EEL Nakameguro | Schemata Architects / Jo Nagasaka
Words by mooponto Staff
April 1, 2013
Creating a sense of ‘incompleteness’ – was the key to our design of EEL Nakameguro.
In my mind clothes are associated with the warmth of the human body – sometimes that feeling gets too intense and uncomfortably hot. This is why I want to make the background as calm as possible. We intend to leave this space somewhat incomplete – and when clothes are set in place it will be complete.
So our construction process was mostly ‘subtraction’ – that is, dismantling, peeling, and scraping unnecessary layers – except for a few ‘additional’ elements. The site was formerly used as office space. For the floor, we peeled off the existing carpet and sanded exposed mortar undercoat thoroughly to make it perfectly horizontal and ‘super-flat’.
As a result, we created a unique random mosaic pattern – in some places aggregates are revealed, and in other places, finer particles cover up the surface. We also removed all the finishing materials – paint, baseboard, insulation, etc. from walls and ceiling, and the hidden surface of concrete -that is unfinished and not ready for public viewing- is now exposed.
By reversing the construction process, a state of ‘incompleteness’ reappears.
Display fixtures are also constructed halfway and left at a state of ‘incompleteness’. Stainless steel mirror and frame are welded for assembly and we left the weld joint unpolished, so it creates interesting patterns on the surface. Hanging racks are made of anti-corrosive coated steel pipes. Surface coating is removed at joints then they are welded together. And we erase burnt traces of welding but leave the steel surface unpainted. Wooden boxes, used as a display base, are made of lauan wood. It is a kind of wood usually used for underlay, but we leave it unpainted.

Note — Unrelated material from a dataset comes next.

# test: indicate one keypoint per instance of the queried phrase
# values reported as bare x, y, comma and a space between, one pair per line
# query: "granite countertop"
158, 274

These unfinished elements reinforce our design concept of ‘incompleteness’. Other elements are added to this space – glass partition wall, fitting room, concrete block masonry wall separating shop and backroom, and thick steel tension cable that is used to hang clothes, lighting fixtures, and electrical wiring for lighting. When the final design element -clothes- are displayed, the space is complete.